** The Kite runner spoiler **
I cried… I couldn’t hold my tears while reading different moments of the story. Injustice blows me always! I cried for Hassan when he got raped for standing up to Amir. I cried when Amir’s father got diagnosed of cancer. I cried for Sohrab’s attempt to suicide. I cried for Hassan’s loyalty and his devotion. I cried for the slavery unjust life he had to carry. I cried for the cruelty of humanity and the racism we carry in our hearts. A hazara, a shiite, it wasn’t worse in Afghanistan than it is in Jordan today. Different forms of slavery, no? Poor Syrilankis and Eygptians for us, each one of them reminds me of Hassan, and the tough life he had to carry (with a smile!).
At moments, I wanted to grab the pen of Khaled Al Husseni and draw my own lines. That rape scene was so frustrating, where for a moment, I wanted to put in my own hands and push Amir to take action, not only for Hassan, but also for his own sake as well. I don’t know really who suffer the most out of that scene, Hassan for actually getting raped, or Amir for the guilt he carried over his shoulder for the rest of his life. I know that I have lived Amir’s guilt throughout the story. I also still have a feeling of bitterness because of the sequence of events that didn’t allow Amir and Hassan to meet again. Sohrab may, at the end, became a sort of condolences to Amir, but that is not enough of a happy ending to me.
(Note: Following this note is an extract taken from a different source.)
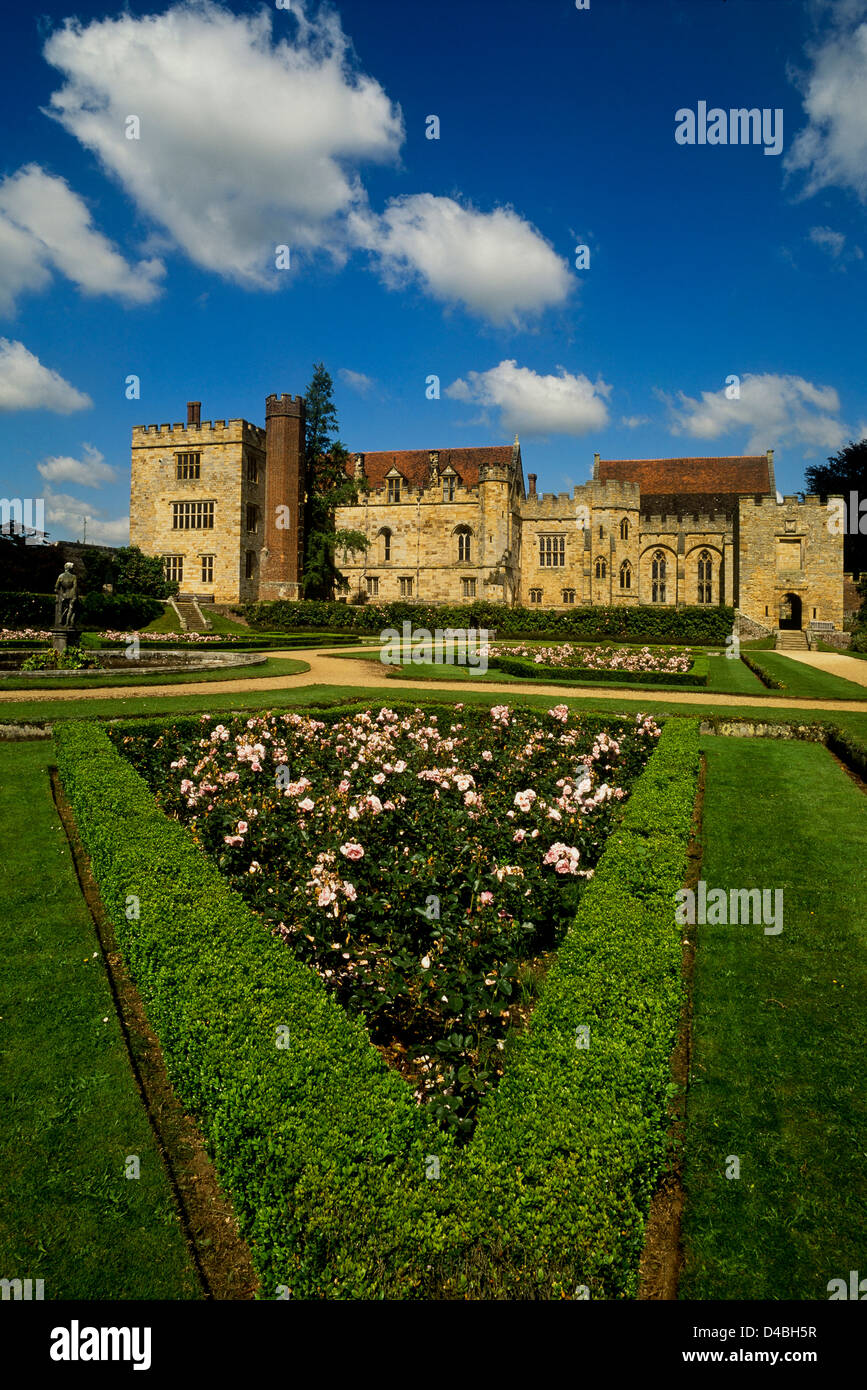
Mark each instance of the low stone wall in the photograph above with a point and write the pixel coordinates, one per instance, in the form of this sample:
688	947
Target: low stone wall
152	665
As Khaled Al Husseni said, life is not a Hindi movie. At the end, we usually don’t even know what to classify the outcome of the events of our lives. Good and bad moments come in different set of choices and out of hand events. Injustice, for instance, comes in different forms, whether it is human instinctive fear of rejecting the other, like in the horrible massacre of mazar al sharif, or maybe it comes from lack of actions like the day Amir stood still watching his best friend gets raped infront of his eyes, or even uncalculated mistake like the one Amir did when he told Sohrab that he has to put him in an orphanage for sometime in order to be able to take him to the USA, which resulted in Sohrab’s suicide attempt.
There was a moment where I wanted to scream out. Don’t stone those adulterers!!! It amazes me how inhumanly humans can really act! I was horrified when I learnt about Assef’s buying of little children! I cheered out when Sohrab hit him on his eyes. I wanted to take a knife and cut his throat as well so that he never does it to anyone else.
At the end, the book left me with sadness about the current situation in Afghanistan. 40 years ago, it sounded like a life in west amman. A liberal non-practice muslim father drinking in his own house and discussing religious teaching with his son. The worrisome of what a religious extremist ruling would do to this country is not uncommon in the Jordanian liberal community. It also made me think of how messed up this world can be! The USA, the country who supported the mojahideen in their war against communism, is the same country who hosted the Afghani refugees in the story, and the same country who is fighting Taliban right now in Afghanistan! Power plays change with time, and poor people live to pay the price! This work is a work of fiction, but it may be the closest to the truth than any news we have watched on TV.
The only thing that “The Kite Runner” misses is a stronger presence of women, but it is okay, Khaled seems to address that in his next novel “A Thousand Splendid Suns”.